Explanation: The crucial modification is in the `merge` function. When `R[j]` is copied to `arr[k]` because `R[j] < L[i]`, it means all the remaining elements in `L` (from index `i` to the end) are greater than `R[j]`. Therefore, we increment the `inversions` count by `n1 - i`. We use a `long` for the `inversions` counter because the number of inversions can be large.

Example 3: Merge K Sorted Arrays

Problem: Given k sorted arrays, merge them into one sorted array.

Solution: A good solution is to repeatedly merge pairs of arrays until only one remains.

 import java.util.ArrayList;
import java.util.Arrays;
import java.util.List;

public class MergeKSortedArrays {

    public static int[] mergeKSortedArrays(List<int[]> arrays) {
        if (arrays == null || arrays.isEmpty()) {
            return new int[0];
        }

        while (arrays.size() > 1) {
            List<int[]> mergedArrays = new ArrayList<>();
            for (int i = 0; i < arrays.size(); i += 2) {
                if (i + 1 < arrays.size()) {
                    mergedArrays.add(mergeTwoSortedArrays(arrays.get(i), arrays.get(i + 1)));
                } else {
                    mergedArrays.add(arrays.get(i)); // If odd number, add the last one
                }
            }
            arrays = mergedArrays;
        }

        return arrays.get(0);
    }

    private static int[] mergeTwoSortedArrays(int[] arr1, int[] arr2) {
        int n1 = arr1.length;
        int n2 = arr2.length;
        int[] merged = new int[n1 + n2];
        int i = 0, j = 0, k = 0;

        while (i < n1 && j < n2) {
            if (arr1[i] <= arr2[j]) {
                merged[k++] = arr1[i++];
            } else {
                merged[k++] = arr2[j++];
            }
        }

        while (i < n1) {
            merged[k++] = arr1[i++];
        }

        while (j < n2) {
            merged[k++] = arr2[j++];
        }

        return merged;
    }

    public static void main(String[] args) {
        List<int[]> arrays = new ArrayList<>();
        arrays.add(new int[]{1, 4, 7});
        arrays.add(new int[]{2, 5, 8});
        arrays.add(new int[]{3, 6, 9});

        int[] mergedArray = mergeKSortedArrays(arrays);
        System.out.println(Arrays.toString(mergedArray)); // Output: [1, 2, 3, 4, 5, 6, 7, 8, 9]
    }
} 

Explanation: The `mergeKSortedArrays` method iteratively merges pairs of sorted arrays until only one remains.
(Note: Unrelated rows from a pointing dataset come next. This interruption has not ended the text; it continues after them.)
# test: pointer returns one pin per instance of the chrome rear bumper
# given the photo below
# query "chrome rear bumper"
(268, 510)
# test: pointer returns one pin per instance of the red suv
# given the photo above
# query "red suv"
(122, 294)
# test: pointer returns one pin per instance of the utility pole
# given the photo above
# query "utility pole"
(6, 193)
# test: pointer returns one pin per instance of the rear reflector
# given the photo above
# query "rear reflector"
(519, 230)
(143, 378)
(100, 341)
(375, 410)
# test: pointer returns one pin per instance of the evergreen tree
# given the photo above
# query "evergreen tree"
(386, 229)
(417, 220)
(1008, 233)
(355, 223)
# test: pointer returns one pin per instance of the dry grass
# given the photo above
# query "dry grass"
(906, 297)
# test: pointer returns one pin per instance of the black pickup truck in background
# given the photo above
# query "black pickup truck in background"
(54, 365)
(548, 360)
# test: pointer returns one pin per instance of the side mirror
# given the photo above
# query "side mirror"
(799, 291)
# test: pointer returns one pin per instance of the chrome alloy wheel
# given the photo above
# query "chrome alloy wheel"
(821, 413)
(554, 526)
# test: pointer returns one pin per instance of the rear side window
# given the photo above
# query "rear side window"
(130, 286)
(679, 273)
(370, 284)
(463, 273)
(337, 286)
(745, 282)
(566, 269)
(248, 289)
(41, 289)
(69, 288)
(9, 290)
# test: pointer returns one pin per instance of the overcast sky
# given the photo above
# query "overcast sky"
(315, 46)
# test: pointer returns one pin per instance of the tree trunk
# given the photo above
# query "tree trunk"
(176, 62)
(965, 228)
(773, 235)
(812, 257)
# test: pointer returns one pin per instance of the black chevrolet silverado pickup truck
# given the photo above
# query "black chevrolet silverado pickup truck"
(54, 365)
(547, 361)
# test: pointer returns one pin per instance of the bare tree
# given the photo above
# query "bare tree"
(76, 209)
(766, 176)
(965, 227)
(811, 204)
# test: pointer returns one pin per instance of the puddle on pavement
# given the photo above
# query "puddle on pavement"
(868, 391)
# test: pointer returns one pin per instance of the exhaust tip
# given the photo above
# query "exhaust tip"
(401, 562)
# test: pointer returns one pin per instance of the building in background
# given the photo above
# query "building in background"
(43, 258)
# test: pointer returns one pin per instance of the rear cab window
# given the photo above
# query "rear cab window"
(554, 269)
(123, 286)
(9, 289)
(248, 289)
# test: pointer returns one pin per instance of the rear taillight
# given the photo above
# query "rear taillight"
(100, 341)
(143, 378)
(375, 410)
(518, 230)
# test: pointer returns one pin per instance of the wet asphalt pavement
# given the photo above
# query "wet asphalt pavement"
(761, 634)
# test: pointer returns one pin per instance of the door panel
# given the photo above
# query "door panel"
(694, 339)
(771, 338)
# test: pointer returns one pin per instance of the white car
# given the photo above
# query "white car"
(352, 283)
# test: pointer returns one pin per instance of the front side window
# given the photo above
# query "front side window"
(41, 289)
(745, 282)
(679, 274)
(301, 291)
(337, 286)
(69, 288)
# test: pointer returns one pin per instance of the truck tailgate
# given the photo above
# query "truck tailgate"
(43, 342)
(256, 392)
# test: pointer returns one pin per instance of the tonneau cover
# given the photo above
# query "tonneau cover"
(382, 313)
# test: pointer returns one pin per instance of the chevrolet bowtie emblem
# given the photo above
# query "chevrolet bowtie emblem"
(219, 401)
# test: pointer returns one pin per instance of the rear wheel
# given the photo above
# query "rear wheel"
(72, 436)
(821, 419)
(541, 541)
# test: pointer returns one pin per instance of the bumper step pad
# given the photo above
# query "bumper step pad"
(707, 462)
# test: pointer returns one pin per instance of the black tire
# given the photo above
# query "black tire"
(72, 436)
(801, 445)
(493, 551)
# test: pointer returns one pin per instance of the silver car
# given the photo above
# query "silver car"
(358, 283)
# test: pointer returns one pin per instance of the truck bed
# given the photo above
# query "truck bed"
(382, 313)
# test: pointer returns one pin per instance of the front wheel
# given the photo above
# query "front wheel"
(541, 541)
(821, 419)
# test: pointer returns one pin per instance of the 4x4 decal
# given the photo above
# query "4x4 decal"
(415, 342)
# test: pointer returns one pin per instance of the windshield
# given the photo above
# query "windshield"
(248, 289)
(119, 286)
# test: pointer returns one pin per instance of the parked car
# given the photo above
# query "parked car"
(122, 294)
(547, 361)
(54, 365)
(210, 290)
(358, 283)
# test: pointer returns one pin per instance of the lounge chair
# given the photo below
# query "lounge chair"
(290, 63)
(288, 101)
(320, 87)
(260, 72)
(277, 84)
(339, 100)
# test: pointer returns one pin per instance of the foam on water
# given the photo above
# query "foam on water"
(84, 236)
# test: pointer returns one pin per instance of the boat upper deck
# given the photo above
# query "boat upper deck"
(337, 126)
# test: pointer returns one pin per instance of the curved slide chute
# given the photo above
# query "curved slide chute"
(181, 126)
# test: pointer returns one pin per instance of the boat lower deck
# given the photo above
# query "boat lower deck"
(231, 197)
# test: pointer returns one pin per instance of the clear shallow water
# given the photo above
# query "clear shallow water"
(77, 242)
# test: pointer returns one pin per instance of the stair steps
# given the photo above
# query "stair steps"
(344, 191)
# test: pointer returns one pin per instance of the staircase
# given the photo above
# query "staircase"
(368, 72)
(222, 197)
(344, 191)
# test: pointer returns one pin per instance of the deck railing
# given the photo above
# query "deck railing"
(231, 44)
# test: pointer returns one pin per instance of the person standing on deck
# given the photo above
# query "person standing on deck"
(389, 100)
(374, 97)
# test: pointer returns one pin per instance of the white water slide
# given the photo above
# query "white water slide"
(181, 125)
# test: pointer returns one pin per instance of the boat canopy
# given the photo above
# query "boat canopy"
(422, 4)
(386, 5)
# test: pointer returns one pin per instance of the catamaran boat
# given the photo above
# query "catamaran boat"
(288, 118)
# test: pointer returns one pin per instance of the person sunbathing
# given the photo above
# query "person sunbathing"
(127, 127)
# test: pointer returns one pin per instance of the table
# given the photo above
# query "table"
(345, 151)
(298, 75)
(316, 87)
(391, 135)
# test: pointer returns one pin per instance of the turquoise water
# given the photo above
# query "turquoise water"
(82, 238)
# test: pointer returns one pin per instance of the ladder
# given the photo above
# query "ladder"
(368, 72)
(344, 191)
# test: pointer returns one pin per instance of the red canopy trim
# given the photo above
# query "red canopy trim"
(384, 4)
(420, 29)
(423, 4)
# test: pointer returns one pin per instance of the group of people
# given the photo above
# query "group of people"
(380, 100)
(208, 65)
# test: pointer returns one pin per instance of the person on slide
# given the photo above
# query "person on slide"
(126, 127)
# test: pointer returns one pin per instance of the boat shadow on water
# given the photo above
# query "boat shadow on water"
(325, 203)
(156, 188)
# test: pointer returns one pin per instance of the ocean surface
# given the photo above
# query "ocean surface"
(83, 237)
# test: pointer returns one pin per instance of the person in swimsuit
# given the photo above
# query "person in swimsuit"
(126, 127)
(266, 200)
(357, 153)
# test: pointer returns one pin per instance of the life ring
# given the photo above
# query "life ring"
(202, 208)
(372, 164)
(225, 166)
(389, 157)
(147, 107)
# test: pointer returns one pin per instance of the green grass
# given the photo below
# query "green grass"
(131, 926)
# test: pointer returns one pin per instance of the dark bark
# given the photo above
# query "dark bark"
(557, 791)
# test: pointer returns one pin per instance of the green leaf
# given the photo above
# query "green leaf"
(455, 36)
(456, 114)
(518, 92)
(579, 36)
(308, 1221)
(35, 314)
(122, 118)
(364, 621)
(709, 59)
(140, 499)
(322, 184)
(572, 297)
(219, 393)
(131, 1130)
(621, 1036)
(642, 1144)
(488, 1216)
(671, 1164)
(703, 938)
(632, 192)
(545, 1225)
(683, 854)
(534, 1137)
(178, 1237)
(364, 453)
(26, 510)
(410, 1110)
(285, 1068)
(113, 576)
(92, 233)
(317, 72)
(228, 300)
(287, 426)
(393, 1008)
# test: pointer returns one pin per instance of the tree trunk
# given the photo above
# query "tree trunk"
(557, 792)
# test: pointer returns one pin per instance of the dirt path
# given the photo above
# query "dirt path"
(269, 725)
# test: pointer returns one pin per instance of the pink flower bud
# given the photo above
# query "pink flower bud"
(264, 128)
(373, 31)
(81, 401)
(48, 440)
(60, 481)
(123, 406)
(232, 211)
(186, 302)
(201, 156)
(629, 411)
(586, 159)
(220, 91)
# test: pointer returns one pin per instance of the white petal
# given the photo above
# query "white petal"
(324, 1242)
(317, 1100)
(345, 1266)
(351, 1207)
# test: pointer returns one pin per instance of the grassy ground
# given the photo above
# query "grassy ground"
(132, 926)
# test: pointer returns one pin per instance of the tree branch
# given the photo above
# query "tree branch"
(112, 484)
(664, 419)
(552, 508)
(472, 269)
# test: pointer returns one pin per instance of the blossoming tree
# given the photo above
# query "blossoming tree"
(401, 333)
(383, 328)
The `mergeTwoSortedArrays` method performs a standard merge of two sorted arrays. This approach has a time complexity of O(kn log k), where n is the average length of the arrays and k is the number of arrays. Note that a priority queue (min-heap) based solution is often more efficient for larger k and is commonly used in competitive programming for this type of problem. We can include that as an exercise!

Exercise: Implement the Merge K Sorted Arrays problem using a Priority Queue (min-heap). Compare the performance against the iterative merge approach provided above.